Nos expositions coup de cœur à Paris (mai 2017)

Vous êtes plutôt musique ? Plutôt mode ? Plutôt photo ? A Paris, vous trouverez toujours une exposition pour satisfaire votre soif d’apprendre ! Voici notre sélection des expositions du moment à voir absolument…

Pour les procrastinateurs : Kimono, Au bonheur des dames (Musée Guimet)

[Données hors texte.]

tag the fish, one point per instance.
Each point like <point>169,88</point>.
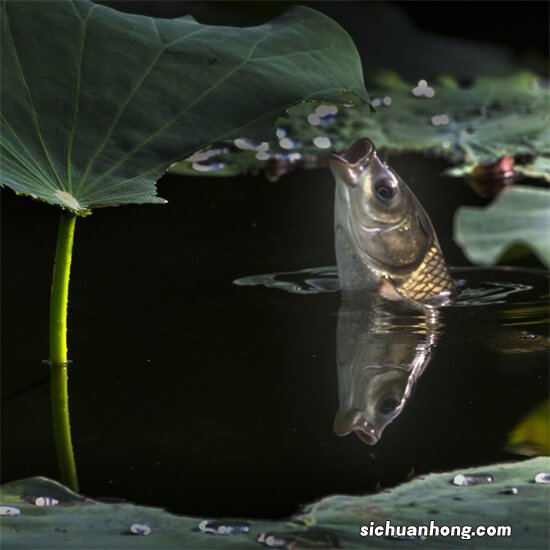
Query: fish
<point>384,238</point>
<point>383,348</point>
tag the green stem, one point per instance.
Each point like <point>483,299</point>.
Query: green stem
<point>59,391</point>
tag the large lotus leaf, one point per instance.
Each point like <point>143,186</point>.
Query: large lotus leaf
<point>467,126</point>
<point>96,104</point>
<point>518,216</point>
<point>511,499</point>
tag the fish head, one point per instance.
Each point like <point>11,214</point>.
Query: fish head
<point>385,231</point>
<point>380,397</point>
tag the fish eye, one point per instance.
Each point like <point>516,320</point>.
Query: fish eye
<point>388,404</point>
<point>385,189</point>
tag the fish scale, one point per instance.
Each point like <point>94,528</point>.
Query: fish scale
<point>431,278</point>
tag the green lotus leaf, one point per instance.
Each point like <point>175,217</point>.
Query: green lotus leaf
<point>96,103</point>
<point>518,216</point>
<point>467,126</point>
<point>512,499</point>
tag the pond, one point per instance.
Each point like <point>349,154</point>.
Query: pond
<point>208,398</point>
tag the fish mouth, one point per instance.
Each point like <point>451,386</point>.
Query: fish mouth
<point>350,164</point>
<point>355,421</point>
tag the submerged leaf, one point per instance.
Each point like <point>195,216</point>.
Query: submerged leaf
<point>96,103</point>
<point>333,522</point>
<point>518,216</point>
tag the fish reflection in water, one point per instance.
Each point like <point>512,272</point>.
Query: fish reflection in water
<point>386,247</point>
<point>382,349</point>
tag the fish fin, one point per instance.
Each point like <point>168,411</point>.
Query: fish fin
<point>430,285</point>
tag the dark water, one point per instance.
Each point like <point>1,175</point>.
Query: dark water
<point>207,398</point>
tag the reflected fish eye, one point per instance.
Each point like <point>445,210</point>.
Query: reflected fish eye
<point>388,404</point>
<point>385,189</point>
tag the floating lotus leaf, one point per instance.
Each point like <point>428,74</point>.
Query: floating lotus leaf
<point>96,103</point>
<point>76,522</point>
<point>518,216</point>
<point>467,126</point>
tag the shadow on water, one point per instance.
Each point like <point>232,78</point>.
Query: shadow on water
<point>193,393</point>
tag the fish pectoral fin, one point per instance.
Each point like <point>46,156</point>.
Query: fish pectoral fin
<point>430,285</point>
<point>388,290</point>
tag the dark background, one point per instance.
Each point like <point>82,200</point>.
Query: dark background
<point>162,340</point>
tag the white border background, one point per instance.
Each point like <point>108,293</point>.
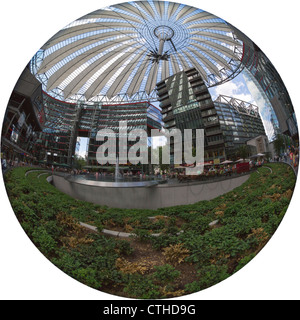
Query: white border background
<point>25,273</point>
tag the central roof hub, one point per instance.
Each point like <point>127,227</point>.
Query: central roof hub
<point>164,33</point>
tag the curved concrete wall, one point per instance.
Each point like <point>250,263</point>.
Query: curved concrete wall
<point>165,195</point>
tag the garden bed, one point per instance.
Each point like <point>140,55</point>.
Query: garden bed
<point>190,254</point>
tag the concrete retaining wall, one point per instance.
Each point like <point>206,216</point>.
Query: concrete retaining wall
<point>147,198</point>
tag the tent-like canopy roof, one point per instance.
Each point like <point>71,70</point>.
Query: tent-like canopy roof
<point>126,49</point>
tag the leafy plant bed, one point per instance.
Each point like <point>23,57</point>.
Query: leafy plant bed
<point>220,236</point>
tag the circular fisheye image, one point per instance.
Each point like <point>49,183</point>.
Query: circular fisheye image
<point>128,163</point>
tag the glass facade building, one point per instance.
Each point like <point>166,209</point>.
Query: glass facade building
<point>239,122</point>
<point>45,129</point>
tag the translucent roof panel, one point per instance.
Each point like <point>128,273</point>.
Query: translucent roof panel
<point>125,49</point>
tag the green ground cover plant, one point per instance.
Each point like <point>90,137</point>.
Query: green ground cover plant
<point>189,255</point>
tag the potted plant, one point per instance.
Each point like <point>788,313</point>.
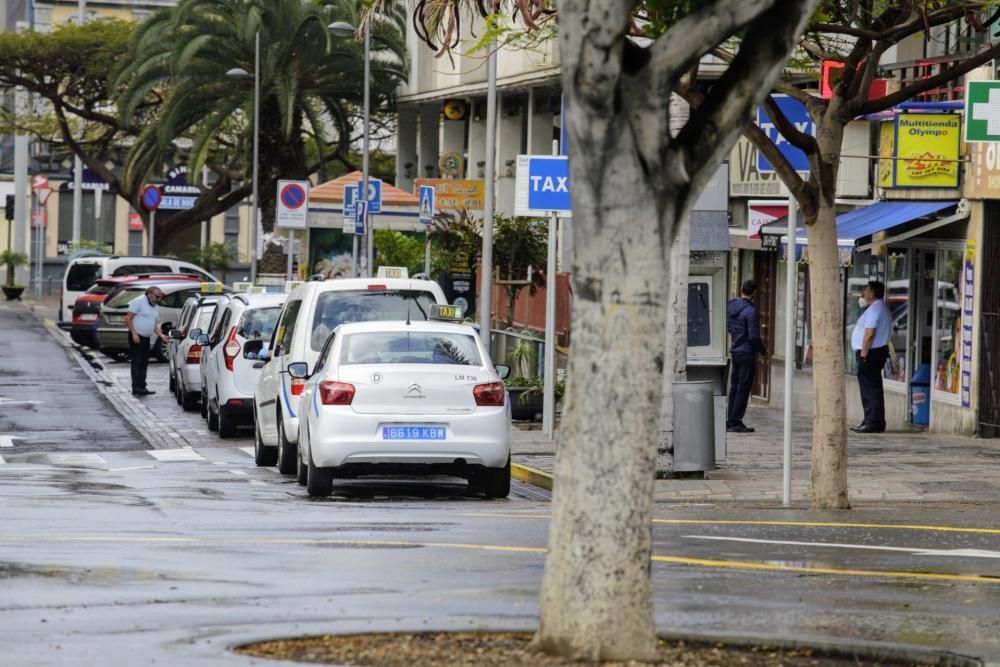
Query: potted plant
<point>12,260</point>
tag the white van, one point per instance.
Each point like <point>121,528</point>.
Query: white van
<point>83,272</point>
<point>311,312</point>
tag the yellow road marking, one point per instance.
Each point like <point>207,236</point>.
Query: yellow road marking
<point>677,560</point>
<point>807,524</point>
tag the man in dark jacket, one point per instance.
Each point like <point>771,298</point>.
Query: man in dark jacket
<point>744,332</point>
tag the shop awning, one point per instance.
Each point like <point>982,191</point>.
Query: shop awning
<point>865,221</point>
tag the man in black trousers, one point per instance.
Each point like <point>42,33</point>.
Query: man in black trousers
<point>744,331</point>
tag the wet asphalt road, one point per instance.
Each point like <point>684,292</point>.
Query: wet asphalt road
<point>113,554</point>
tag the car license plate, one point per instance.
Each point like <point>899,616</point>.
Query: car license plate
<point>413,433</point>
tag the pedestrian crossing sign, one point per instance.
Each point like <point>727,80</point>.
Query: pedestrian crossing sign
<point>982,111</point>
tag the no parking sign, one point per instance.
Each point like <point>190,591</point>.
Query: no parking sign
<point>292,204</point>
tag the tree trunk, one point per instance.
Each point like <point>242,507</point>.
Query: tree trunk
<point>596,592</point>
<point>829,444</point>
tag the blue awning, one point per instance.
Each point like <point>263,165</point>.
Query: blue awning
<point>867,220</point>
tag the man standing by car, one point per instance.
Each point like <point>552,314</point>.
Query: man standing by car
<point>143,322</point>
<point>744,331</point>
<point>870,340</point>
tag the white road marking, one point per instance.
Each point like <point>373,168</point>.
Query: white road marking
<point>8,440</point>
<point>13,401</point>
<point>183,454</point>
<point>916,551</point>
<point>76,458</point>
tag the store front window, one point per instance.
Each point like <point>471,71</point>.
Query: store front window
<point>949,321</point>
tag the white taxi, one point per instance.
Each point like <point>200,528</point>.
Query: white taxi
<point>404,397</point>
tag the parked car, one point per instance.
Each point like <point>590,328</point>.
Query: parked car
<point>87,309</point>
<point>229,378</point>
<point>184,352</point>
<point>112,334</point>
<point>82,272</point>
<point>311,313</point>
<point>403,397</point>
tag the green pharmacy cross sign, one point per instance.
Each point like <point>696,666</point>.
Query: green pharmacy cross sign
<point>982,111</point>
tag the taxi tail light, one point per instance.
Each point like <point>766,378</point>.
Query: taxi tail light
<point>491,394</point>
<point>336,393</point>
<point>231,349</point>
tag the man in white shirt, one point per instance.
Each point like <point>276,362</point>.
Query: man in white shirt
<point>870,340</point>
<point>143,322</point>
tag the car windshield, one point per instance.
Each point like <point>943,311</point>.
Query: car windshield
<point>125,297</point>
<point>258,323</point>
<point>408,347</point>
<point>81,276</point>
<point>338,307</point>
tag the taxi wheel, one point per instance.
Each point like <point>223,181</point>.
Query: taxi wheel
<point>213,419</point>
<point>286,451</point>
<point>319,482</point>
<point>227,423</point>
<point>494,482</point>
<point>262,456</point>
<point>301,471</point>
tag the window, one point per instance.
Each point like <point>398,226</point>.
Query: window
<point>337,307</point>
<point>125,297</point>
<point>258,323</point>
<point>410,348</point>
<point>81,277</point>
<point>947,370</point>
<point>286,327</point>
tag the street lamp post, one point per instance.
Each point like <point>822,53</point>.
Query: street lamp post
<point>240,73</point>
<point>342,29</point>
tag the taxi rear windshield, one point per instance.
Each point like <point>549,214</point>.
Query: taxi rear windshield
<point>402,347</point>
<point>344,306</point>
<point>124,297</point>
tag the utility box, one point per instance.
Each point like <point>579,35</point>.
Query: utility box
<point>694,426</point>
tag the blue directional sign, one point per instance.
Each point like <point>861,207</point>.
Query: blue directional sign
<point>542,185</point>
<point>426,197</point>
<point>796,114</point>
<point>360,217</point>
<point>374,194</point>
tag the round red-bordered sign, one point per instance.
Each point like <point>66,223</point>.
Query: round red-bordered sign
<point>293,196</point>
<point>152,197</point>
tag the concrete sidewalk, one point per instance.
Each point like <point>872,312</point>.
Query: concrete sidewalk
<point>888,467</point>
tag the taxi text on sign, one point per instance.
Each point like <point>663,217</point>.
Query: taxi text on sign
<point>798,116</point>
<point>292,205</point>
<point>542,186</point>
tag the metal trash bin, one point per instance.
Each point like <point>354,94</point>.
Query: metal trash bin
<point>694,426</point>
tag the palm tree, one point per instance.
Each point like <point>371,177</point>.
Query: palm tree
<point>311,85</point>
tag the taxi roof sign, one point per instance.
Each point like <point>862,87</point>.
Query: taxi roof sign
<point>439,312</point>
<point>212,288</point>
<point>393,272</point>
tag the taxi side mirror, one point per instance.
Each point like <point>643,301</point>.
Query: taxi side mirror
<point>252,349</point>
<point>299,370</point>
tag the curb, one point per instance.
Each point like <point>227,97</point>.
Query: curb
<point>529,475</point>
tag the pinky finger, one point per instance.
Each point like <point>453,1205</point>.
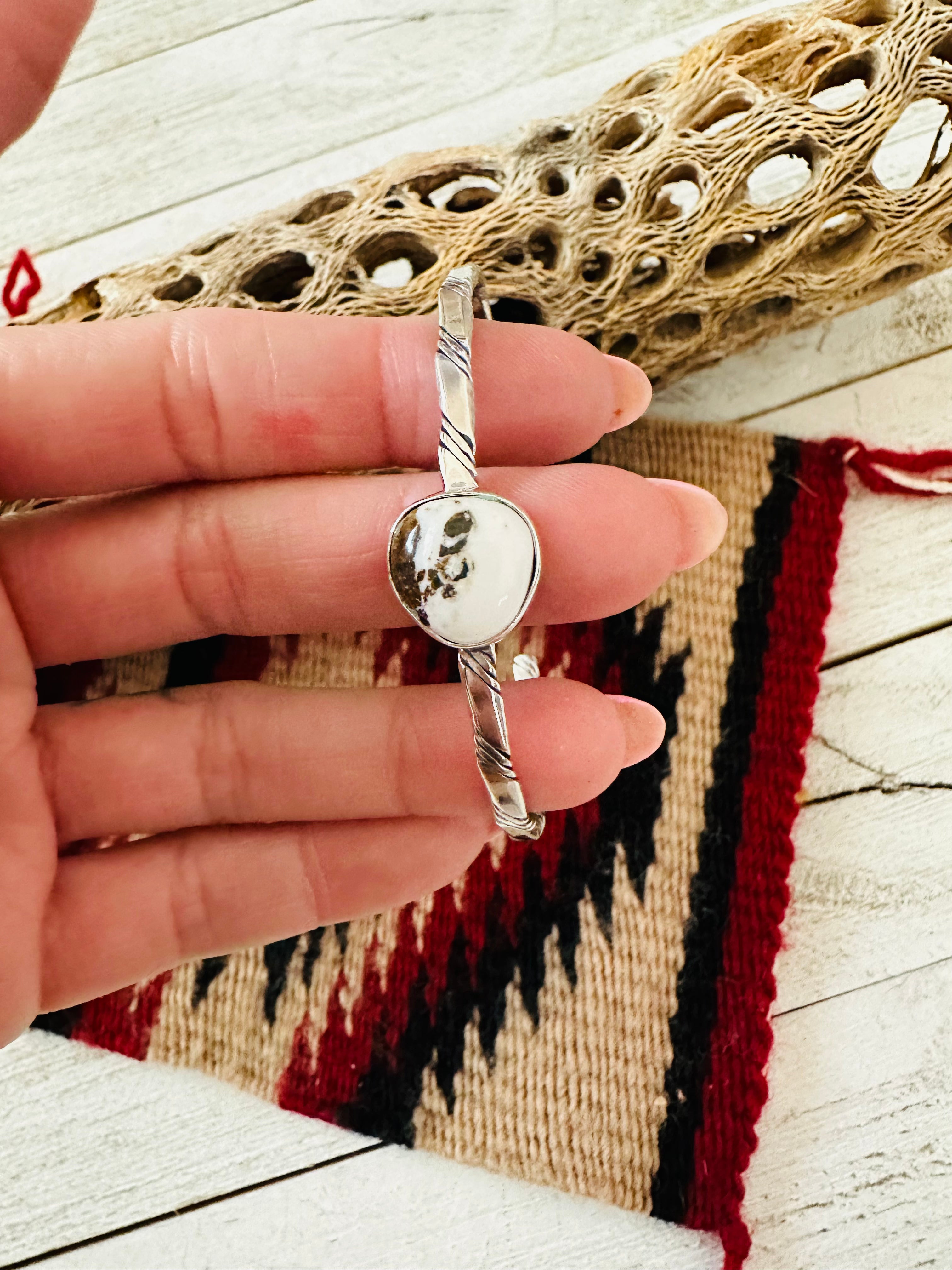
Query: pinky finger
<point>128,914</point>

KIMONO-GuimetVous faites partie de ceux qui attendent toujours le dernier week-end pour aller voir une expo ?Alors c’est le moment d’aller voir l’exposition temporaire du Musée Guimet, Kimono, Au bonheur des dames ! Pourquoi ne pas profiter de la Nuit des Musées ce soir pour aller y jeter un œil ?

L’exposition est organisée autour de la collection de la maison Matsuzakaya : c’est la première fois que cette petite fabrique de kimonos de Nagoya, fondée en 1611 et devenue depuis un grand magasin qui possède d’immenses bâtiments à Tokyo, expose en France.

Kimono, Au bonheur des dames est organisée en trois temps. La première partie est consacrée à l’histoire du kimono : ses influences (saviez-vous que le kimono, à l’origine, était inspiré d’un vêtement traditionnel chinois ?), sa fabrication, la place qu’il occupe dans la société japonaise et son évolution depuis l’époque d’Edo jusqu’à aujourd’hui. On y apprend entre autres que le kimono est porté par tout le monde, quelle que soit sa classe sociale : ce qui distingue un samouraï d’un aristocrate, par exemple, n’est pas la coupe (invariablement en forme de T), mais le décor et la qualité du tissu.KIMONO-Guimet-2

Ensuite, une salle est consacrée aux différents accessoires du kimono, notamment la ceinture et les épingles et peignes à cheveux. On y apprend entre autres que la ceinture (obi), très lourde et contraignante, possède des dimensions impressionnantes : 5 mètres de long sur 35 cm de large !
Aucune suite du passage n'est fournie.